In the monsoon season running from May to September, these areas, particularly Rakhine and Arrakkan states, are highly susceptible to rain-triggered landslides, flash floods and even cyclones. As the camps are in low-lying areas, the risk to these refugees is unbelievably high.
Two long-term solutions have been proposed. One is the return of the refugees to Myanmar following a possible agreement with Bangladesh.
The second is to move the refugees to Bhashan Char, an uninhabited stretch of land off the Myanmar coast.
The UN General Assembly has passed a resolution denouncing human rights abuses against the Rohingya refugees, which also calls for the Myanmar government to take urgent measures to combat the inciting of hatred against the Rohingyas.
Unfortunately Myanmar’s military coup last month has compounded the problem.
SAAD BHATTY
Islamabad
Covid 19 — the dreadful third wave
Covid-19 has changed the very course of human lives. With the third wave taking its toll on the entire world with God knowing how many variants of this pesky virus, what amazes me is the degree of human adaptability.
People have died, people have gotten irreparable health damages, people have had to bury loved ones and yet here we all are, still trying to pull on.
It is the same Italy where people actually resorted to dumping their loved ones’ corpses out of their homes when their healthcare crumbled under the pressure of this pandemic which ultimately popularized togetherness by going on their balconies to sing songs in unison; epitome of human resistance.

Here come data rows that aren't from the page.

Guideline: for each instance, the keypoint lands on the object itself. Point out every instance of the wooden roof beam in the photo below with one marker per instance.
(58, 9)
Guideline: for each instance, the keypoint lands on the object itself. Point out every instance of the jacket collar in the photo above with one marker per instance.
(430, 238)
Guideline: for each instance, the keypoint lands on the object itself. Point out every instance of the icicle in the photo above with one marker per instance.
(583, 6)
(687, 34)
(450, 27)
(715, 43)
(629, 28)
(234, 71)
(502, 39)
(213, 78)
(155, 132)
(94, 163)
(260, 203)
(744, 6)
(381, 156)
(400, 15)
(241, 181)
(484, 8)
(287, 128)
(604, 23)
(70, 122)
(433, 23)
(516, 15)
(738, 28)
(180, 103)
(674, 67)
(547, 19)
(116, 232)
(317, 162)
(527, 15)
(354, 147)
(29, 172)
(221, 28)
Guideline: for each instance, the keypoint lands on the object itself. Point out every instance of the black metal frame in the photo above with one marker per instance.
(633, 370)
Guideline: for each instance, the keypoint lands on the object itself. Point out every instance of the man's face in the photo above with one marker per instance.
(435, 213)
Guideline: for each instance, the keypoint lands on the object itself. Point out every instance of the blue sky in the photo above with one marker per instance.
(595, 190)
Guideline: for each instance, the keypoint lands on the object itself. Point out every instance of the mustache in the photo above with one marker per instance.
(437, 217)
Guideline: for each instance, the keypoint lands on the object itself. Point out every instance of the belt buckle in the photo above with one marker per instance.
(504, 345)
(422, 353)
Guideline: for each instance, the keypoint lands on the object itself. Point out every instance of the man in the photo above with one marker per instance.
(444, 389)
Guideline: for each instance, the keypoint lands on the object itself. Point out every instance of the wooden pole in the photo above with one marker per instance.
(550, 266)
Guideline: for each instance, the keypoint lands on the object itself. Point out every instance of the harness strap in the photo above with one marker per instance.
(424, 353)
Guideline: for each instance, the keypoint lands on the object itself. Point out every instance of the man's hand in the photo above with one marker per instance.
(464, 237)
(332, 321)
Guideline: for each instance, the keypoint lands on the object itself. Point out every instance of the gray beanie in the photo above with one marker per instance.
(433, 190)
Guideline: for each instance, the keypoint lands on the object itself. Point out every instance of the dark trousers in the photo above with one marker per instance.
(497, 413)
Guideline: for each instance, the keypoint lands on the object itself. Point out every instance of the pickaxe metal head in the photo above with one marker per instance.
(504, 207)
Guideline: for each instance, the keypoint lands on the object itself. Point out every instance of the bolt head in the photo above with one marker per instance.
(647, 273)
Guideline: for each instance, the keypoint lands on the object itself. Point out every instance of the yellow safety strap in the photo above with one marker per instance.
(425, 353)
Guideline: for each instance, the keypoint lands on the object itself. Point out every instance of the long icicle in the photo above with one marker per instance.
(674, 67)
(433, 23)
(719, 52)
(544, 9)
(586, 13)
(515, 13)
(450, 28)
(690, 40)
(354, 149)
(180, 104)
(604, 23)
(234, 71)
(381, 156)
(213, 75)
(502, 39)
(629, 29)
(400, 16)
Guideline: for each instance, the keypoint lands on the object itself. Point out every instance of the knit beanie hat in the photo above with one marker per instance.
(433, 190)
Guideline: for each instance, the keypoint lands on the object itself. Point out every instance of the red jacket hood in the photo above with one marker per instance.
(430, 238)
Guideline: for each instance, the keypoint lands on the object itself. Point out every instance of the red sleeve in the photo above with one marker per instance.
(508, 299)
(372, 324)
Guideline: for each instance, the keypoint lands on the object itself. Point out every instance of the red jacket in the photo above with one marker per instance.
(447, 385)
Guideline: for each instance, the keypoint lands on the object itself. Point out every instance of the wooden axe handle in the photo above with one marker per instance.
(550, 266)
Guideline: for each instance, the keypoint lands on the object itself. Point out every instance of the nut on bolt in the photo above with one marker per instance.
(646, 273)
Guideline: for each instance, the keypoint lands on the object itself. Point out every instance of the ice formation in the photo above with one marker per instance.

With work, education and training now being performed virtually, it further depicts how resistant mankind is because if it weren’t for the pandemic, we couldn’t even allow ourselves to fathom; let alone believe that we can achieve all of our daily activities behind a digital screen.
The era of smart gadgets has transformed from a metaphor to a more literal personification.
This sheer and somewhat incredible human resistance, persistence and the will to keep going on is perhaps why we all are still within reach of our sanity, albeit on the very brink of it.
It gives us hope that someday we will get back to the old normal and remember this new normal as the dreaded old normal.
Till then, we must quarantine, maintain social distancing and wear masks to protect ourselves from the fateful pandemic.